The challenges to a health insurance portfolio are complex, multifaceted and differing in different markets. The same product could work well in one market but cause significantly high loss ratio in another. Multiple factors can influence the experience of a health portfolio, and not all control measures are equally effective in all markets. Below are some suggested measures that insurers could consider to better manage their health portfolios.
- Structuring their products to encourage better self-management and utilisation of health services
- Establishing inner limits to control unreasonable charges and over-prescription of tests and investigations
- Imposing deductible and/or co-insurance to encourage self-management of hospital services utilization
- Having agreed treatment charges with network hospitals, and encourage insureds to seek treatment in network hospitals
- Setting a longer waiting period for specific minor conditions that can often pre-date policy issue (e. g. sinusitis, hemorrhoids, piles, etc.) but need no urgent treatment
Atop the above specific measures, health insurers need to have a strong claims monitoring mechanism in order to keep abreast of portfolio experience. Early detection of any fraud or abuse is foremost in helping to ensure that illegitimate claims are arrested early. In order to achieve this, data analysis of past experience would help highlight areas where abuse could occur and enable claims assessors to devote more time and resources to investigate suspicious claims. As the volume of health claims are often high on a daily basis, relying only on the human eye and individual claims assessment to detect abuse or fraud is ineffective. However, employing data analytics to study factors contributing to high loss ratio would enable insurers to manage health claims more effectively and efficiently.

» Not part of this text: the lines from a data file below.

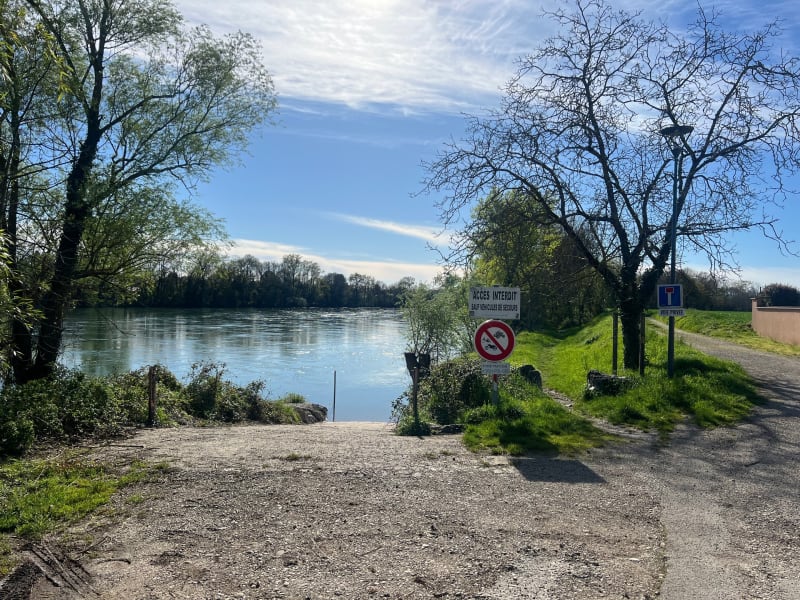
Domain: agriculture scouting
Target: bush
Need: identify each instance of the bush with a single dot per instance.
(453, 387)
(16, 436)
(69, 405)
(132, 392)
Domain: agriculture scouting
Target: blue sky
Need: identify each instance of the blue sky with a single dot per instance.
(368, 90)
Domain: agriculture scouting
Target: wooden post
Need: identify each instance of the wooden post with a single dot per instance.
(151, 397)
(642, 330)
(415, 407)
(614, 342)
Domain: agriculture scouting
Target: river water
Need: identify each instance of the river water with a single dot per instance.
(354, 357)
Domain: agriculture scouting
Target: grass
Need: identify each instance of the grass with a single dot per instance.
(711, 392)
(537, 424)
(734, 326)
(41, 496)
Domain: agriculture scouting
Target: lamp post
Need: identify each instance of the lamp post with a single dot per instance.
(674, 135)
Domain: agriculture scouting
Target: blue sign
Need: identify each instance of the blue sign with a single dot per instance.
(670, 296)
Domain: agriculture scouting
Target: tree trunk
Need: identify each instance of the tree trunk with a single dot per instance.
(630, 316)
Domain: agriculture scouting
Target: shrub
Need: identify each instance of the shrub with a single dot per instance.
(68, 405)
(132, 392)
(16, 436)
(453, 387)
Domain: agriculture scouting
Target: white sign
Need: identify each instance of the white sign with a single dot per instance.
(494, 340)
(495, 368)
(494, 302)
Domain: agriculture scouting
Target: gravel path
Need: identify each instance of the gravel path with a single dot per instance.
(348, 510)
(730, 497)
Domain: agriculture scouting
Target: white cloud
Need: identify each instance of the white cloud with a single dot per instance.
(385, 271)
(418, 55)
(415, 54)
(762, 276)
(432, 235)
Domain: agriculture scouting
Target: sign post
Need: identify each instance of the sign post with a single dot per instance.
(494, 302)
(494, 340)
(670, 300)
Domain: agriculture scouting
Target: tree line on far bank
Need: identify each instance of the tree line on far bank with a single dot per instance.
(212, 281)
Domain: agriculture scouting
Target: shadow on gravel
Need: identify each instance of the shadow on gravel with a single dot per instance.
(542, 468)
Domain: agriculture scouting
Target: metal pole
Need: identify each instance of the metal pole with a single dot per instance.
(676, 151)
(674, 135)
(614, 342)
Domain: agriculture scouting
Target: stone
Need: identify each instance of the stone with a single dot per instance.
(310, 413)
(603, 384)
(532, 375)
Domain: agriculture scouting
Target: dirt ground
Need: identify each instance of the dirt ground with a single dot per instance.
(348, 510)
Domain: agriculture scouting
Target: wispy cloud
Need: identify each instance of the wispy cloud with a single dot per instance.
(385, 271)
(433, 235)
(419, 55)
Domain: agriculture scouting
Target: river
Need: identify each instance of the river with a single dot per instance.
(354, 354)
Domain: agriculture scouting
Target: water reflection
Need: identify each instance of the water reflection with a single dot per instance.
(292, 351)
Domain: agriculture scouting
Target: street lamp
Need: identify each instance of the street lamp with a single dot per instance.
(674, 135)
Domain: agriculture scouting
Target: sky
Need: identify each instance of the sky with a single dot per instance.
(369, 90)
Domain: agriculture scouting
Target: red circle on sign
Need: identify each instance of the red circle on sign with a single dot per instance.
(494, 340)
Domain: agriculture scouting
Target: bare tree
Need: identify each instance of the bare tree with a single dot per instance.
(137, 101)
(580, 132)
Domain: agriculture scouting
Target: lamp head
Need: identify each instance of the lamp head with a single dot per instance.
(673, 131)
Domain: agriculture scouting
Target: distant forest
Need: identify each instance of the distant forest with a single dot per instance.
(247, 282)
(216, 282)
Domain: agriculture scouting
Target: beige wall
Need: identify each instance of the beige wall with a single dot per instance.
(781, 324)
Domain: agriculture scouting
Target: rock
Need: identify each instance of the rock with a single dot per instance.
(451, 429)
(531, 374)
(603, 384)
(310, 413)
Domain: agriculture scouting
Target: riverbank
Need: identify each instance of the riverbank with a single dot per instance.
(351, 510)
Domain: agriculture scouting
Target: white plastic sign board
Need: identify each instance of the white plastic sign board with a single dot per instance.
(494, 302)
(670, 300)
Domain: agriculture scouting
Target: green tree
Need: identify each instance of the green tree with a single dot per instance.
(508, 245)
(436, 317)
(141, 101)
(580, 132)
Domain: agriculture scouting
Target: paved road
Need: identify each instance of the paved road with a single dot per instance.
(730, 496)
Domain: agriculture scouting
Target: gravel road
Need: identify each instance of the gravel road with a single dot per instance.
(348, 510)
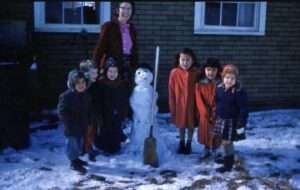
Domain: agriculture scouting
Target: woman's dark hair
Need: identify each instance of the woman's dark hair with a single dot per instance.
(132, 8)
(189, 52)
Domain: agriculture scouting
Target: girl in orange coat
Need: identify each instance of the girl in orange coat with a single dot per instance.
(182, 81)
(205, 101)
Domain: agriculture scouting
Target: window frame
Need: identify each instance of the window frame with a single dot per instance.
(41, 26)
(257, 30)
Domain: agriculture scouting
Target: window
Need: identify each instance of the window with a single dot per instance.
(70, 16)
(233, 18)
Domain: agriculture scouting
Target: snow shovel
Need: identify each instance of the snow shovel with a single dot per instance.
(150, 152)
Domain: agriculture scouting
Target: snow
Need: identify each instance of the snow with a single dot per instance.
(268, 159)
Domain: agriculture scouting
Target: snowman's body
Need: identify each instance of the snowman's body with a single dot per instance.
(141, 104)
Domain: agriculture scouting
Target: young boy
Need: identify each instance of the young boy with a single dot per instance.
(94, 90)
(205, 91)
(74, 110)
(231, 114)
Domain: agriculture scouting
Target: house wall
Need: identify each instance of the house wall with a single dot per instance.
(269, 65)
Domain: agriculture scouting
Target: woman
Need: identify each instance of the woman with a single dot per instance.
(118, 40)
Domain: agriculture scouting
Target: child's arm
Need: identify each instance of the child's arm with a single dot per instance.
(172, 97)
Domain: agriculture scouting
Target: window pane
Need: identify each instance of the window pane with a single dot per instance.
(72, 12)
(212, 14)
(91, 12)
(53, 12)
(229, 14)
(246, 14)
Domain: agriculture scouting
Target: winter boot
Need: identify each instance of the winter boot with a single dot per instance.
(77, 167)
(206, 154)
(188, 148)
(228, 164)
(92, 157)
(219, 159)
(81, 162)
(181, 147)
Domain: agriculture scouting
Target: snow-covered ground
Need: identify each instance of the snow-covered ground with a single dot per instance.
(268, 159)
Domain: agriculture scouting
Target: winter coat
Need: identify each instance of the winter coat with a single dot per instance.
(74, 110)
(182, 96)
(115, 108)
(232, 103)
(95, 91)
(206, 106)
(110, 44)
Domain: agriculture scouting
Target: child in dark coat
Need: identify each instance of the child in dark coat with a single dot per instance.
(231, 114)
(115, 94)
(74, 110)
(205, 91)
(94, 90)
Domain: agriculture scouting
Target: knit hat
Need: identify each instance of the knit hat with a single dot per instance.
(86, 65)
(110, 61)
(73, 76)
(230, 68)
(212, 62)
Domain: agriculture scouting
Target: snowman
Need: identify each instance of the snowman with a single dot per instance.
(141, 104)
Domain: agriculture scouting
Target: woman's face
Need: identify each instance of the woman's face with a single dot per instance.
(112, 73)
(229, 80)
(93, 74)
(125, 11)
(80, 85)
(185, 61)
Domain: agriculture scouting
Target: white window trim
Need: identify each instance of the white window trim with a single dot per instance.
(41, 26)
(201, 28)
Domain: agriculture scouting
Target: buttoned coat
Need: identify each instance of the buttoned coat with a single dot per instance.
(182, 96)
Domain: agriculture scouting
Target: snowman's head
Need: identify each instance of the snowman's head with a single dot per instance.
(143, 76)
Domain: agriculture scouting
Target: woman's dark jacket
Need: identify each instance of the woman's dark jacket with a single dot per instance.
(109, 44)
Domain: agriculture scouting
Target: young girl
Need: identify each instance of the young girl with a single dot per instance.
(205, 101)
(181, 97)
(231, 113)
(115, 94)
(74, 107)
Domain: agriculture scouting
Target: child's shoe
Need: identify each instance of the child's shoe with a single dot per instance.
(228, 164)
(81, 162)
(206, 154)
(188, 148)
(77, 167)
(181, 148)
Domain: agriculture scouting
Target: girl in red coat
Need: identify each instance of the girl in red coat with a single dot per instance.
(205, 101)
(182, 81)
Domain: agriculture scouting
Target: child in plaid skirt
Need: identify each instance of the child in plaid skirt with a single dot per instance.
(231, 114)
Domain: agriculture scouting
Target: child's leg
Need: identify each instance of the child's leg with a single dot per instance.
(190, 134)
(228, 157)
(181, 146)
(182, 134)
(73, 147)
(188, 148)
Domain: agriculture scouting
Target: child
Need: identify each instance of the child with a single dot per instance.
(94, 90)
(181, 97)
(205, 101)
(115, 95)
(231, 113)
(74, 110)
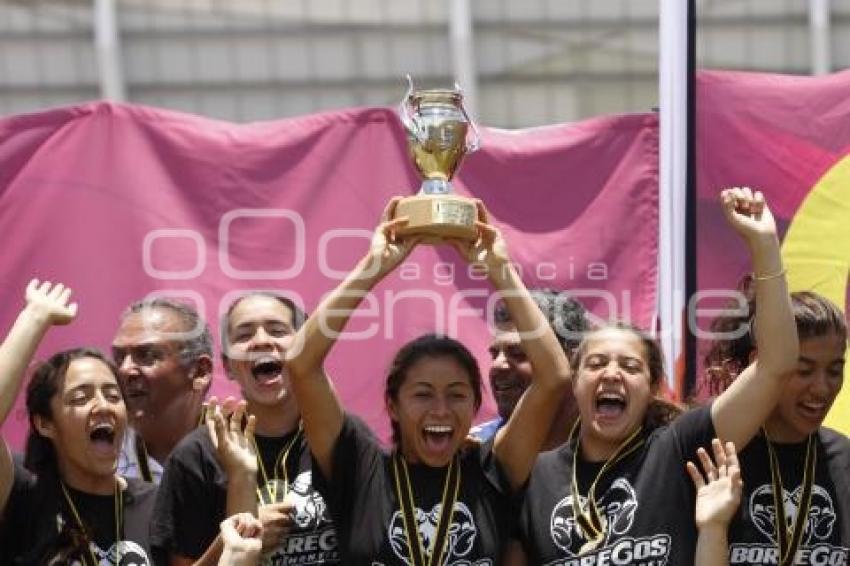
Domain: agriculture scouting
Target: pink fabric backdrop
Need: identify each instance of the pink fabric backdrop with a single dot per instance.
(120, 201)
(777, 133)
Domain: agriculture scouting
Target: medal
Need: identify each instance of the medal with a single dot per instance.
(404, 492)
(789, 539)
(119, 522)
(274, 490)
(591, 524)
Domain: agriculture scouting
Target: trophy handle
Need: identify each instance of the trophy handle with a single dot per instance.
(475, 143)
(407, 119)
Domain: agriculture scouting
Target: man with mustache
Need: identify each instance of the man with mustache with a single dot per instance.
(510, 371)
(163, 350)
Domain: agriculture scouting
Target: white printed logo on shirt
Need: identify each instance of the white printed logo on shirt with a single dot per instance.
(314, 538)
(818, 525)
(461, 535)
(123, 553)
(617, 508)
(817, 530)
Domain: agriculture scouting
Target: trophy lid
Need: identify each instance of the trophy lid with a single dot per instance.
(437, 96)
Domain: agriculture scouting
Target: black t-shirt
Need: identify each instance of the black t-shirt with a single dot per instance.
(363, 502)
(647, 501)
(37, 522)
(193, 496)
(826, 536)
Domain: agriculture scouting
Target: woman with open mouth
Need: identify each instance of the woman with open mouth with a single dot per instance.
(68, 506)
(617, 492)
(435, 498)
(796, 471)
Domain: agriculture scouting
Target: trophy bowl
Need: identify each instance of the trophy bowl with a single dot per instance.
(437, 125)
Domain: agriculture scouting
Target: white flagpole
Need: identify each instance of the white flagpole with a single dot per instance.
(673, 93)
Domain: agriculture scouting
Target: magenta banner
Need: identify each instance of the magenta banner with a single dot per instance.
(789, 137)
(120, 202)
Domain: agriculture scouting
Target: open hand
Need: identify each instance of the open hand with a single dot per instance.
(719, 489)
(51, 301)
(242, 536)
(234, 445)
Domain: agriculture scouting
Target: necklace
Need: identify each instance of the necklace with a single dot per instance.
(268, 493)
(590, 522)
(404, 492)
(119, 521)
(789, 539)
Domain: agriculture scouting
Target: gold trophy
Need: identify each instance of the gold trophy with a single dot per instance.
(436, 124)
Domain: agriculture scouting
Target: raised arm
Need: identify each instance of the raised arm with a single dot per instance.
(741, 409)
(719, 489)
(519, 441)
(321, 411)
(47, 305)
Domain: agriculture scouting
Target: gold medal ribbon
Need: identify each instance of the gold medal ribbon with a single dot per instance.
(142, 459)
(270, 490)
(789, 539)
(404, 492)
(590, 522)
(119, 522)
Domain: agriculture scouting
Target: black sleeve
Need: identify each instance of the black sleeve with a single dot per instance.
(18, 511)
(493, 470)
(836, 448)
(355, 458)
(692, 430)
(188, 505)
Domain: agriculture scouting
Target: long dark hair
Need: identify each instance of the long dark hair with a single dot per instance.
(429, 346)
(814, 314)
(660, 411)
(72, 542)
(47, 381)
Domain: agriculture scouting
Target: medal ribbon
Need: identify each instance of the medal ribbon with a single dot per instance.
(404, 492)
(589, 521)
(280, 464)
(142, 459)
(790, 539)
(119, 522)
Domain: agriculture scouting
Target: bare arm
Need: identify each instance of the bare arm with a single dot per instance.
(519, 441)
(321, 410)
(739, 412)
(718, 496)
(46, 305)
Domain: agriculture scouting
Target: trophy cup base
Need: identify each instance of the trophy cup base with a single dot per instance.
(438, 217)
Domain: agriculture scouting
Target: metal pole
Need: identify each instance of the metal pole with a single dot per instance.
(819, 31)
(463, 52)
(108, 50)
(673, 96)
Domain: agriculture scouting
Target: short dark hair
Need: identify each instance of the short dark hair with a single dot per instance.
(198, 343)
(298, 314)
(430, 346)
(814, 314)
(565, 314)
(46, 381)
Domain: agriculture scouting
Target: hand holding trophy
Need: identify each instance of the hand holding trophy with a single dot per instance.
(437, 124)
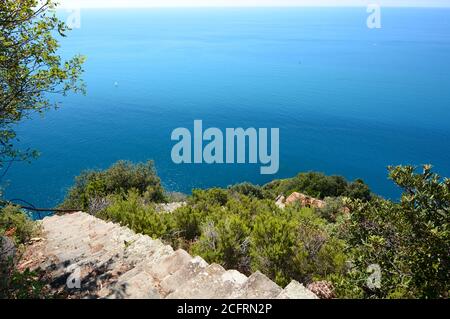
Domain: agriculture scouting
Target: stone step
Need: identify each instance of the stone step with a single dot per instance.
(139, 286)
(168, 265)
(213, 282)
(114, 262)
(183, 275)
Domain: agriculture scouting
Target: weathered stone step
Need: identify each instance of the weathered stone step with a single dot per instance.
(114, 262)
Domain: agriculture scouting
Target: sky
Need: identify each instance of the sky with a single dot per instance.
(244, 3)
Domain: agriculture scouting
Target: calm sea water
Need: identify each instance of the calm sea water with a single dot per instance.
(348, 100)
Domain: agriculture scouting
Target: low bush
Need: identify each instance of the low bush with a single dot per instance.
(119, 179)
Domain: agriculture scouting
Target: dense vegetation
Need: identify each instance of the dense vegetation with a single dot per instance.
(241, 227)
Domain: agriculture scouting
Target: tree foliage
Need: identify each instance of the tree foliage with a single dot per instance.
(30, 67)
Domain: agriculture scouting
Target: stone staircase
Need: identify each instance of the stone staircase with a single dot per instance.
(110, 261)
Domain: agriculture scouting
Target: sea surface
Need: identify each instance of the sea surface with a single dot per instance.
(347, 99)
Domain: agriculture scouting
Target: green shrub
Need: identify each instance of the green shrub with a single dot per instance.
(225, 242)
(334, 207)
(295, 245)
(248, 189)
(12, 217)
(116, 180)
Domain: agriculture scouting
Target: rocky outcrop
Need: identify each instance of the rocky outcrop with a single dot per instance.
(89, 258)
(302, 199)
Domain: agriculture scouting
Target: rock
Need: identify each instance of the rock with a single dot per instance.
(323, 289)
(258, 286)
(7, 249)
(280, 201)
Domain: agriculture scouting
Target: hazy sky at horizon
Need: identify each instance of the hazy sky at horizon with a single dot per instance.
(245, 3)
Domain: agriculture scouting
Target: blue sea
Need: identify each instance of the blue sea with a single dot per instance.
(348, 100)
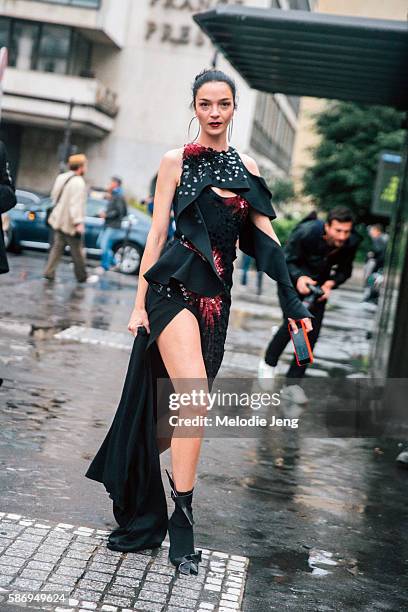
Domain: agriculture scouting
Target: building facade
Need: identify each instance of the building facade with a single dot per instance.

Health insurance is a valuable product to consumers and provides much needed protection in times of need for medical care. It is in the interest of all parties in this ecosystem, with the government included, to ensure that health insurance remains affordable and sustainable to all. Careful management of this product is needed and requires strong commitment from the insurers to achieve this.
- Managing the Cost of Health Insurance in Singapore, 13 October 2016, prepared by the Health Insurance Task Force (“HITF”), Singapore.